Hayashida remembered feeling disbelief — and anger.

“I wondered to myself: What is wrong with Japan?” she said in her remarks to the House subcommittee in 2006. “I was so mad at Japan. I thought that Japan must know that they can’t win a war against America. … I knew that we were a much stronger country.”

But her emotions quickly shifted to fear. “I realized,” she said, “that I now had the face of the enemy.”

Three months after the attack, the U.S. Army arrived on Bainbridge Island to begin carrying out President Franklin D. Roosevelt’s Executive Order 9066, which authorized the mass internment.

The very first group of Japanese-Americans removed under the order were 227 Bainbridge residents, including the Hayashida family. They had only six days to find caretakers for their property and settle their affairs.

On March 30, the soldiers loaded them into trucks bound for the ferry. Allowed to pack only one suitcase, Hayashida wore several layers of clothes and saved the suitcase for flannel that she planned to cut into diapers for her 14-month-old daughter, Natalie, and the baby who would be born at their first camp, Manzanar. She also had a son, Neal, who was 3.

Her husband is not pictured in the photo. She is wearing a stylish hat and clutching a stuffed toy while holding her little girl. Her face betrays little emotion, but she said later that she was thinking about the uncertain future and fearing for her children.

She decided to heed her husband’s advice to calm down. “That’s all he said,” she recalled in the Kitsap Sun in 2011. “Trust the government. They won’t hurt us.”

She took the first train ride of her life, from Seattle to California’s Owens Valley, where the Manzanar camp was still under construction. Families were crammed into tight quarters with tar paper walls. There were no walls in the lavatories.

“It was so humiliating that some people would wait until late at night to use the latrines and surround themselves with cardboard boxes,” Hayashida recalled in her testimony.

Five months after arriving, she gave birth to her third child, Leonard.

Besides her daughter and son, Neal, she is survived by a sister, Midori Yamasaki, of Japan; five grandchildren and five great-grandchildren.
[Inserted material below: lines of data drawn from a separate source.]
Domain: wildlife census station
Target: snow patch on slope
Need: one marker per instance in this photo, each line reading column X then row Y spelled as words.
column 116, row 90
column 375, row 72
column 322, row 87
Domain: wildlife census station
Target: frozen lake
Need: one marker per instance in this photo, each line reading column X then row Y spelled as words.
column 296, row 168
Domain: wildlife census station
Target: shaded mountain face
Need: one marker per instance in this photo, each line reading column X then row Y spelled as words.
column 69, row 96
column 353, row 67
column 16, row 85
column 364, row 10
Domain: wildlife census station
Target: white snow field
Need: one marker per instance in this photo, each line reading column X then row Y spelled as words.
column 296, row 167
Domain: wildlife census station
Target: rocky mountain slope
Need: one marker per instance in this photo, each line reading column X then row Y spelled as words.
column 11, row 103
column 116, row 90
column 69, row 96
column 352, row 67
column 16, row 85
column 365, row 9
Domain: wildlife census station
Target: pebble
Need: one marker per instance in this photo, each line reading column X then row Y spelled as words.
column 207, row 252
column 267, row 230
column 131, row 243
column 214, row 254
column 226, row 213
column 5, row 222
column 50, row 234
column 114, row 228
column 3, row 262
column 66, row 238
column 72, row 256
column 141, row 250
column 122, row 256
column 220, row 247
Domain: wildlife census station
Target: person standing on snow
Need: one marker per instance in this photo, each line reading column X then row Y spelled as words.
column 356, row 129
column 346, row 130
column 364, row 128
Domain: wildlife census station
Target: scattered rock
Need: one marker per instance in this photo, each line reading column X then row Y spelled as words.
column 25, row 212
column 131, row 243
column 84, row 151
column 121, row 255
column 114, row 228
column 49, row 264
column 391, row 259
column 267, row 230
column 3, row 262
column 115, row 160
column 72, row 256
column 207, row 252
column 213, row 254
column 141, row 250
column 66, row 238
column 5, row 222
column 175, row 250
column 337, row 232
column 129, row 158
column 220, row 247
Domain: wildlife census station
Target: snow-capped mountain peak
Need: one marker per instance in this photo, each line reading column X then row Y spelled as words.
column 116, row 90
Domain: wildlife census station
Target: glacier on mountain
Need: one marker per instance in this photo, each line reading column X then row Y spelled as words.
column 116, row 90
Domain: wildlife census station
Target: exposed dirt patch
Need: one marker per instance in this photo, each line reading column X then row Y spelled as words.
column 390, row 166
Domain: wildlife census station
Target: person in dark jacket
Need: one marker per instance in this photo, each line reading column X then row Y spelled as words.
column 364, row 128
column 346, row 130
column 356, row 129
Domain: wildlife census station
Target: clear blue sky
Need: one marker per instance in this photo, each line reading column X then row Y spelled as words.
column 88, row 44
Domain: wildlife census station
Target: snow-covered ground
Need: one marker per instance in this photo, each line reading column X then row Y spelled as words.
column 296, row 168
Her husband died in 1983 and son, Leonard, in 2006.

She spent a year at Manzanar before voluntarily moving to the Minidoka internment camp in Idaho to be closer to relatives and friends from the Seattle area.
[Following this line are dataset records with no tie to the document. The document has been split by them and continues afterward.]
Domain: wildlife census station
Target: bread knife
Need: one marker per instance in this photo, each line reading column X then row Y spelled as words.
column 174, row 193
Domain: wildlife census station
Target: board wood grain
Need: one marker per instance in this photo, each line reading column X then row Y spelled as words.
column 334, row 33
When she and her family returned to Bainbridge Island in 1945, they found the farm in poor shape. “We were lucky to have a home to come back to,” she told the International Examiner in 2009. After struggling for several years, they moved in 1951 to Seattle, where her husband had found steadier work as a machinist for Boeing and she worked part time for an import company while raising their children.

The redress movement, which culminated in 1988 with President Ronald Reagan’s formal apology on behalf of the government (and later brought payments of $20,000 for each survivor of the camps) eventually drew her out of her quiet life.

When the Smithsonian decided to include the famous photograph in a 1993 show, “Strength and Diversity: Japanese American Women 1885-1990,” an artist involved in the exhibit decided to find out who the woman in the picture was.

“She was just a photograph. A lot of people didn’t realize she was still alive,” said Hiro, a visual and performance artist in Alexandria, Virginia, who goes by a single name. After a few phone calls, she found Hayashida in Seattle in 1993 and arranged a series of public appearances for her in conjunction with the Smithsonian show.

“She said, ‘I’m just an ordinary farmer’s daughter.’ She was very humble about the whole thing. But she was fearless,” Hiro said. “She didn’t hesitate to talk about the experiences she had.”

Hayashida lived independently until after she turned 100, in 2011. That year she attended the dedication of the Bainbridge Island Japanese American Exclusion Wall, a memorial built on the site of the ferry landing where she had made a sorrowful departure seven decades earlier.

That year she also returned to Manzanar for the first time.

“The first thing she said was it didn’t look anything like it did then. And she had some tears,” her daughter said. “She said, ‘I had three kids under five.’ That’s what she remembered.”